El Sistema de Estimaciones Agrícolas (SEA) indicó que la semana transcurrió bajo «condiciones ambientales muy húmedas», por lo que «el avance del proceso de cosecha fue muy lento«. El reporte advirtió que ese retraso «afectó y afectaría directamente a la fibra», que volvió a perder calidad y peso.
En la zona este algodonera, la cosecha alcanzó el 97 % del área implantada, con un avance intersemanal de apenas 2 puntos porcentuales. En cambio, en la zona oeste, la situación continuó prácticamente sin cambios: los lotes permanecieron anegados, no fue posible ingresar con maquinaria y los cultivos que quedaron sin recolectar serán evaluados para determinar las pérdidas sufridas.
La consecuencia también se reflejó en los rendimientos, que continuaron mostrando una marcada variabilidad según la zona, con valores que oscilaron entre 500 y 3.000 kg/ha.
LA COSECHA DE MAÍZ DE SEGUNDA AVANZA LENTAMENTE TAMBIÉN POR LA HUMEDAD
Las mismas condiciones climáticas también limitaron el progreso de la cosecha de maíz tardío o de segunda.

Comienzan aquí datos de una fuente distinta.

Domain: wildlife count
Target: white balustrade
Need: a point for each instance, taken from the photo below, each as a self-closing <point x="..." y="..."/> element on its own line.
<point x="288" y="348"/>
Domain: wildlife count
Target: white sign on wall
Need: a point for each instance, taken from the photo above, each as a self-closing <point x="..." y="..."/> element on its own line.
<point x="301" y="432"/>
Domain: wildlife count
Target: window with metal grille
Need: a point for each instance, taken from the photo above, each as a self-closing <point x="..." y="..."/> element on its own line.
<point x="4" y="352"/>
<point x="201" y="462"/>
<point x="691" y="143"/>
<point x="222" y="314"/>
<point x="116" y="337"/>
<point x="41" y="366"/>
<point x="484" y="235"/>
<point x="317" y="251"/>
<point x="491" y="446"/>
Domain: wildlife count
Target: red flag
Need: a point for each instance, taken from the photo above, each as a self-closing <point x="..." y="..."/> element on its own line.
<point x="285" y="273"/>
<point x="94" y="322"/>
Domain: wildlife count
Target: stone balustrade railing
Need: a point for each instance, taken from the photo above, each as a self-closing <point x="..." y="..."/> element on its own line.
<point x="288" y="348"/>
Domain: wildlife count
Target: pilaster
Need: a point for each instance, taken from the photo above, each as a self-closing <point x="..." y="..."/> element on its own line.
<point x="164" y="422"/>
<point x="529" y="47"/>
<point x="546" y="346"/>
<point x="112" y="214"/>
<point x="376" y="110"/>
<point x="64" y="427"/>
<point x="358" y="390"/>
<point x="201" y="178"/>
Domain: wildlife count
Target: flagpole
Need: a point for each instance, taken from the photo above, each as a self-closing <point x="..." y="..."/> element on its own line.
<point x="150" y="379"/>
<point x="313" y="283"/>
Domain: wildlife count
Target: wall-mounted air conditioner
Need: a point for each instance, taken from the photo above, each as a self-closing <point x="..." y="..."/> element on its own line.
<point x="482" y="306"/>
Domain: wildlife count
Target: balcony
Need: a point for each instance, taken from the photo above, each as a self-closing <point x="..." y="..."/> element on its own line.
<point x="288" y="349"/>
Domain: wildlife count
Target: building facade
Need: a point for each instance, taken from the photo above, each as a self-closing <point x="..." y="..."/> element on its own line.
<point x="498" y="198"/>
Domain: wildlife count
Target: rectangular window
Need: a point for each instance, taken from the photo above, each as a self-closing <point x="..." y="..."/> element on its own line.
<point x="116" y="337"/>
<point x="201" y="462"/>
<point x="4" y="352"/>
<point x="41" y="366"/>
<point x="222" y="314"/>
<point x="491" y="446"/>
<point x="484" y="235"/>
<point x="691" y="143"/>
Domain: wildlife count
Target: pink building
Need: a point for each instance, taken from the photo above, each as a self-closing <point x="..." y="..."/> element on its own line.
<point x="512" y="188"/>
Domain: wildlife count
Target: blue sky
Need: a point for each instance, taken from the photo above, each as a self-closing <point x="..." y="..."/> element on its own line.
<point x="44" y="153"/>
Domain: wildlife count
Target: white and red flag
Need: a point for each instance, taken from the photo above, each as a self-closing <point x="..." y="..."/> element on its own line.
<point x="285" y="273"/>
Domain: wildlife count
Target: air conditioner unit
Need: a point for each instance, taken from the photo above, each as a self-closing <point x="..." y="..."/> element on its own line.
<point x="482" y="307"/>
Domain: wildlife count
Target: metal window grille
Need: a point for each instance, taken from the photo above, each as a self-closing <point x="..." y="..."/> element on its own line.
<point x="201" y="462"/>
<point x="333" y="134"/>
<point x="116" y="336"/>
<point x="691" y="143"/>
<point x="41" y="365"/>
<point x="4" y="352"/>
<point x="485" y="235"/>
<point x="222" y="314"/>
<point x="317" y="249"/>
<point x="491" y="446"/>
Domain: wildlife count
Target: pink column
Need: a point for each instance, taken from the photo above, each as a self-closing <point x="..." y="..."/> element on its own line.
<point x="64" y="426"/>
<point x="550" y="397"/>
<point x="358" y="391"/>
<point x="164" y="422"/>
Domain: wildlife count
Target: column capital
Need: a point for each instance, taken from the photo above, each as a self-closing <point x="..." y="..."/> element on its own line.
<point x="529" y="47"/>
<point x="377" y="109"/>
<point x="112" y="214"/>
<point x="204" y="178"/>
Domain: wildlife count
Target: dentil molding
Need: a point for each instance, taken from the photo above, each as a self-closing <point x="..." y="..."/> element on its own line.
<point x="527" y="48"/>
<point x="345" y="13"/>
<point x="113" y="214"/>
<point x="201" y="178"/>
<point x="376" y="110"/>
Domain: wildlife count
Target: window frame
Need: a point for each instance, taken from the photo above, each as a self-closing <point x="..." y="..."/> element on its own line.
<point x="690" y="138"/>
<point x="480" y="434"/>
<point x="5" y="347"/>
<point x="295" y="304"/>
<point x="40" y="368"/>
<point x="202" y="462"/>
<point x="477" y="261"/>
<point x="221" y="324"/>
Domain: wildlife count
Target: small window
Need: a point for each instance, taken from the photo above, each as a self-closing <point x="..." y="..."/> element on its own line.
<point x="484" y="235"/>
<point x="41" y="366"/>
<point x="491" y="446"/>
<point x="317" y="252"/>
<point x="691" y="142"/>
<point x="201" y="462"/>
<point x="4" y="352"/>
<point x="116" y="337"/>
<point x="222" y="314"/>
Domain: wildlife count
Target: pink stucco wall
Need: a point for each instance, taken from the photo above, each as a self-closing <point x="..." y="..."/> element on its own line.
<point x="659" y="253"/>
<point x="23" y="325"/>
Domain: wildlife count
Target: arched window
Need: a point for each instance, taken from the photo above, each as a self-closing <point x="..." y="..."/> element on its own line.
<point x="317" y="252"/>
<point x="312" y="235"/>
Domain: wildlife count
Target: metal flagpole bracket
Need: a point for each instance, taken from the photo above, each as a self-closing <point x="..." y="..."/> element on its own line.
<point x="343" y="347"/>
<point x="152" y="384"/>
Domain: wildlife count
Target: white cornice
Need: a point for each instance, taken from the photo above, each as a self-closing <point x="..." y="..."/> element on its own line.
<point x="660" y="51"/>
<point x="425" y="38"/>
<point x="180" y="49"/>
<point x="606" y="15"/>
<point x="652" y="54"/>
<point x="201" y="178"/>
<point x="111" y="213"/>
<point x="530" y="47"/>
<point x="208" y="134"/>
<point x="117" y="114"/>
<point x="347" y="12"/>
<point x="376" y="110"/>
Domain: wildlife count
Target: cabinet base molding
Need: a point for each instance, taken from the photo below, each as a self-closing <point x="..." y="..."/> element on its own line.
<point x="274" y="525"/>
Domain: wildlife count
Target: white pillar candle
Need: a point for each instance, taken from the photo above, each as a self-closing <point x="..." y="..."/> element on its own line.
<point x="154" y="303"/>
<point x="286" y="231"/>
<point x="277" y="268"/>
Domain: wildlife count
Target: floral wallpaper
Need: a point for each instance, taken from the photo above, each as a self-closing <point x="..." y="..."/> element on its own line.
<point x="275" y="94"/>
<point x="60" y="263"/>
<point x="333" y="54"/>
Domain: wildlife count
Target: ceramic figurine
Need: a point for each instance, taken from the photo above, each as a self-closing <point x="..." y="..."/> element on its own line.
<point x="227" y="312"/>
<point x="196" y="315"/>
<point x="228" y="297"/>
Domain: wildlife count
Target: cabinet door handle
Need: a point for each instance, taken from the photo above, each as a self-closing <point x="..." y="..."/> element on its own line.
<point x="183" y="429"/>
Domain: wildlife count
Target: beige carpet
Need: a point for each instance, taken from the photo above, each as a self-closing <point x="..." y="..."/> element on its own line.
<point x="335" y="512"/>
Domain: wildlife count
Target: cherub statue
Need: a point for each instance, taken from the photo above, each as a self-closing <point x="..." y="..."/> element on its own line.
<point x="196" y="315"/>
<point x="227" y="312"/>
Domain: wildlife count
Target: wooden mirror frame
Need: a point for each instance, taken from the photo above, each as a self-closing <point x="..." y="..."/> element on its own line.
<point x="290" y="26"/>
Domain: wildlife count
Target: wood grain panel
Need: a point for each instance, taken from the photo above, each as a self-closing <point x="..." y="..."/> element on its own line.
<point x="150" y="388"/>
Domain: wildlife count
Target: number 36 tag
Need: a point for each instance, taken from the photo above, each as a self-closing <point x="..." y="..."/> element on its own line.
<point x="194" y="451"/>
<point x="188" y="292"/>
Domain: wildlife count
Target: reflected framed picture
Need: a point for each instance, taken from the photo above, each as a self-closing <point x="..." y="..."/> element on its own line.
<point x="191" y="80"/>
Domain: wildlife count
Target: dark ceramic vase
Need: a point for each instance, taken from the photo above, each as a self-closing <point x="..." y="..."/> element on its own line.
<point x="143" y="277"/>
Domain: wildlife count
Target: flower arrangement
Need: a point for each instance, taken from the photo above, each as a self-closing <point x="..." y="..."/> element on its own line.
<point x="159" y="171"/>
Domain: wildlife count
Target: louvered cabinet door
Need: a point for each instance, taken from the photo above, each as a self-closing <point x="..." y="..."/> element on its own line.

El SEA informó que el proceso continuó «muy lentamente» en toda el área de estudio. La elevada humedad ambiente y la humedad presente en los granos obligaron a aprovechar únicamente las escasas horas de sol disponibles para continuar con las labores.
Pese a ese retraso, los rendimientos se mantuvieron estables respecto de la semana anterior. En el sur del área relevada oscilaron entre 80 y 120 qq/ha, en el centro entre 70 y 100 qq/ha y en el norte entre 60 y 75 qq/ha.
SIEMBRA DE TRIGO: EVOLUCIÓN FAVORABLE
Mientras la cosecha gruesa continúa condicionada por la humedad, el trigo sigue mostrando una evolución favorable.
El SEA señaló que los cultivares avanzaron normalmente gracias a las óptimas condiciones de humedad en la cama de siembra, lo que favoreció una muy buena germinación, emergencia, desarrollo vegetativo e inicio del macollaje, con adecuada densidad de plantas.
Los lotes relevados presentaron estados buenos, muy buenos y excelentes, por lo que continuaron las aplicaciones de fertilizantes nitrogenados y el análisis de estrategias de refertilización según la evolución del cultivo y la relación insumo-producto.
Hasta el momento, el SEA indicó que no se detectaron plagas ni enfermedades de importancia en los trigales.